Courtney, your previous film Invention, which you co-wrote with Callie Hernandez, was about a similarly larger-than-life character. It fictionalized the aftermath of the death of her father who was an alternative health guru…
Stephens Michael and I both have filmographies that vary in their form a lot but probably have ideas that are continuous and move through in terms of the people who fascinate us or the kind of archetypes that draw our attention. And yeah, it wasn’t lost on me that I was working on these two films that are kind of about these wizard characters. I am working on a film that deals with the Wizard of Oz. I was doing it before, and now I’m returning to it.
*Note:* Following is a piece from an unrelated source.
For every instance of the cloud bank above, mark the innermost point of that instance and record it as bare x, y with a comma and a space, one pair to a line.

Michael, do you what you are working on next?
Almereyda It’s very mysterious because it’s hard to get money right now, but I agree that there’s an affinity for these figures. I made a movie about Nikola Tesla, and I’ve done a number of portraits of people who are mostly artists. But the scientific streak, I think, is aligned with an artistic streak and an artist’s sensibility. But it’s hard to tell how many cards in the deck will translate into an actual movie at this point.
Thank you for talking about your film. And I don’t know if you two and I should take this as a badge of pride, but a friend recently said that the kind of movies I watch are often weird…
Stephens We should share with you that one of the working titles for the film was Weirdness.
The 54th edition of IFFR runs through Feb. 9.